9. A tour of std libs¶

Text processing:
	string, re, difflib, textwrap, unicodedata, stringprep, readline, rlcompleter
Binary data services:
	struct, codecs
Data types:	datetime, calendar, collections, collections.abc, heapq, bisect, array, weakref, types, copy, pprint, reprlib, enum
Numeric and Math:
	numbers, math, cmath, decimal, fractions, random, statistics
Functional programming:
	itertools, functools, operator
File and directory access:
	pathlib, os.path, fileinput, stat, filecmp, tempfile, glob, fnmatch, linecache, shutil, macpath
Data peristence:
	pickle, copyreg, shelve, marshal, dbm, sqlite3
Data compression:
	zlib, gzip, bz2, lzma, zipfile, tarfile
File formats:	csv, configparser, netrc, xdrlib, plistlib
Cryptographic:	hashlib, hmac
OS:	os, io, time, argparse, getopt, logging, getpass, curses, platform, errno, ctypes
Concurrent:	threading, multiprocessing, concurrent.futures, subprocess, sched, queue, dummy_threading
Networking:	socket, ssl, select, selectors, asyncio, asyncore, asynchat, signal, mmap
Internet:	email, json, mailcap, mailbox, mimetypes, base64, binhex, binascii, quopri, uu
Structured markup:
	html, xml.etree, xml.dom, xml.sax
Internet protocols:
	webbrowser, cgi, wsgiref, urllib.request, urllib.response, urllib.parse, urllib.error, urllib.robotparser, http, fptlib, poplib, imaplib, nntplib, smtplib, smtpd, telnetlib, uuid, socketserver, http.server, http.cookies, http.cookiejar, xmlrpc, ipaddress
Multimedia:	audioop, aifc, sunau, wave, chunk, colorsys, imghdr, sndhdr, ossaudiodev
I18n:	gettext, locale
Porgram frameworks:
	turtle, cmd, shlex
GUI:	tkinter
Development tools:
	pydoc, doctest, unittest, unittest.mock, test
Debugging and profiling:
	bdb, faulthandler, pdb, profile, timeit, trace, tracemalloc
Packaing and distribution:
	distutils, ensurepip, venv
Runtime:	sys, sysconfig, builtins, __main__, warnings, contextlib, abc, atexit, traceback, __future__, gc, inspect, site, fpectl
Custom python interpreters:
	code, codeop
Importing:	zipimport, pkgutil, modulefinder, runpy, importlib
Language:	parser, ast, symtable, symbol, token, keyword, tokenize, tabnanny, pyclbr, py_compile, compileall, dis, pickletools
Misc:	formatter
MS:	msilib, msvcrt, winreg, winsound
Unix:	posix, pwd, spwd, grp, crypt, termios, tty, pty, fcntl, pipes, resource, nis, syslog
Superseded:	optparse, imp

Where you can find those standard libs ?

sys.path

/usr/lib/python2.7 /usr/lib/python3.4

9.1. datetime - Basic date and time types¶

There are two kinds of date and time objects: “naive” and “aware”.

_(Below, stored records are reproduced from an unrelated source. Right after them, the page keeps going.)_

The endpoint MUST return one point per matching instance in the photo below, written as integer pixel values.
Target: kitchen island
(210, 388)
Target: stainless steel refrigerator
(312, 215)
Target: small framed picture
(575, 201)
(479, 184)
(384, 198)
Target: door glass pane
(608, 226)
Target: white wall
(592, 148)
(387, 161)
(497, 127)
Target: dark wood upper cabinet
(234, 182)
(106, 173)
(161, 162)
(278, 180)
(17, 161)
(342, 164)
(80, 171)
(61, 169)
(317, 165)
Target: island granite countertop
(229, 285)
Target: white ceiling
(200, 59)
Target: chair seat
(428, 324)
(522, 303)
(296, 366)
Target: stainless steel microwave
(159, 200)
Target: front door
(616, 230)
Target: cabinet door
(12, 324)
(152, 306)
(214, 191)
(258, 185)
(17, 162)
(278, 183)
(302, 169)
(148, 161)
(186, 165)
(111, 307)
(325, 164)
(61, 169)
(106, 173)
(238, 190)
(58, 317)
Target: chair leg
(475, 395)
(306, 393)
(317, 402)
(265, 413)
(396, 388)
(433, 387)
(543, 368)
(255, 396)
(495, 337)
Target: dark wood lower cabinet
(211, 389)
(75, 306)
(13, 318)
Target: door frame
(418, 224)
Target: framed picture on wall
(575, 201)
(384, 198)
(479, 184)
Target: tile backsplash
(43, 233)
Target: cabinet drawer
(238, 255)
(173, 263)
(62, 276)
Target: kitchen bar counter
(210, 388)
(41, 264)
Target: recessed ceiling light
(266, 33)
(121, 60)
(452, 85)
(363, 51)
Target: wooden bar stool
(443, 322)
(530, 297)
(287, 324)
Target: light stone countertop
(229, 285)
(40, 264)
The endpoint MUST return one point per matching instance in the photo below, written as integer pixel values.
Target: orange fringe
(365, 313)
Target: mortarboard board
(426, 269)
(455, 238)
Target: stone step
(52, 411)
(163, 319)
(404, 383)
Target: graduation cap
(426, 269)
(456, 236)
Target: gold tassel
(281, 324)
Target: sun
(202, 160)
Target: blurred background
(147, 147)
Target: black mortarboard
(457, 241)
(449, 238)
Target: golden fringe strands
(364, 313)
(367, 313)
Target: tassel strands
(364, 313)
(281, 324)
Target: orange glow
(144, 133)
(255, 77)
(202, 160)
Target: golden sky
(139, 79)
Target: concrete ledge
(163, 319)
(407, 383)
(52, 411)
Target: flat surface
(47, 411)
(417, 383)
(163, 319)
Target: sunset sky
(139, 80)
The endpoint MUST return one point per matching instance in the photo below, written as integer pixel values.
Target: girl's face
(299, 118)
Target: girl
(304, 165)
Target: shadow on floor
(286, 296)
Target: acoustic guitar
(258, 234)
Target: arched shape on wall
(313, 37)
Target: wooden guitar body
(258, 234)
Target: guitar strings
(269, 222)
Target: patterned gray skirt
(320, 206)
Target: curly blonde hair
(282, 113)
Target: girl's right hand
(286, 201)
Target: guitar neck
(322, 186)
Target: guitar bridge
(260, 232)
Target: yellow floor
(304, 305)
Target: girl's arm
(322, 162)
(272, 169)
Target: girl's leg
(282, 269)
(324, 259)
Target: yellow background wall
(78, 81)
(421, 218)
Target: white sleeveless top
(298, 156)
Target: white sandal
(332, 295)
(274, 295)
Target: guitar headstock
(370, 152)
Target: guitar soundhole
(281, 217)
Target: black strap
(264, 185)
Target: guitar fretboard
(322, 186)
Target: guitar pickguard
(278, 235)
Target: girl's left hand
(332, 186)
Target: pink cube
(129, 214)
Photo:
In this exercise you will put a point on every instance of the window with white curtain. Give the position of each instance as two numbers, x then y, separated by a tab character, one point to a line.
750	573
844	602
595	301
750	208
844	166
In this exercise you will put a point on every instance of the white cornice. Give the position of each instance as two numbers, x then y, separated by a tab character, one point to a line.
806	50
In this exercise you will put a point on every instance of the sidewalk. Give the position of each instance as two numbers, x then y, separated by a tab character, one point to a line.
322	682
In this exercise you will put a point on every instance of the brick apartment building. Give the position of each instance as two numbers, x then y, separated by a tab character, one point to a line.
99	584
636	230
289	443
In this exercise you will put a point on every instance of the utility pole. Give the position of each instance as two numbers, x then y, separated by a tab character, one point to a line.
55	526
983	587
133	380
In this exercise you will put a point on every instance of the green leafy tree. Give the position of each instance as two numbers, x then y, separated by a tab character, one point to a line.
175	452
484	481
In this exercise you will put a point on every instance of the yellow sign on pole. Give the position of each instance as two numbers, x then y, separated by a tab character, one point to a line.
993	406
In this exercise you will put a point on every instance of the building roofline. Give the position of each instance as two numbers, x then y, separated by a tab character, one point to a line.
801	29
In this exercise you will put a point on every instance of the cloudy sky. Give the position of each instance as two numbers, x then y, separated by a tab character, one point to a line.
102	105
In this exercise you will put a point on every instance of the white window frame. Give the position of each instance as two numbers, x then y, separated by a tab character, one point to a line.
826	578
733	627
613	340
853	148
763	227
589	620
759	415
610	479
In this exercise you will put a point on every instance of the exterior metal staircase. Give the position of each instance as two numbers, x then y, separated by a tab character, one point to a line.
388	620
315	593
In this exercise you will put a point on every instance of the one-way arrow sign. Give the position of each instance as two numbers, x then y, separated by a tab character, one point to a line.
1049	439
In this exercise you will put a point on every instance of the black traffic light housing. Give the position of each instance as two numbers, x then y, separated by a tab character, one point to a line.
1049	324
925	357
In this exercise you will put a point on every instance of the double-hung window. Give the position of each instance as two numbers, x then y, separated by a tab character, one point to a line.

An aware object has sufficient knownledge of applicable algorithmic and political time adjustments, such as time zone and daylight saving time information, to locate oitself relative to other aware objects.

Availabe types

datetime.date
datetime.time
datetime.dateteime
datetime.timedelta
datetime.tzinfo: An abstract base class for time zone information objects.
datetime.timezone: A class that implements the tzinfo abc as a fixed offset from the UTC.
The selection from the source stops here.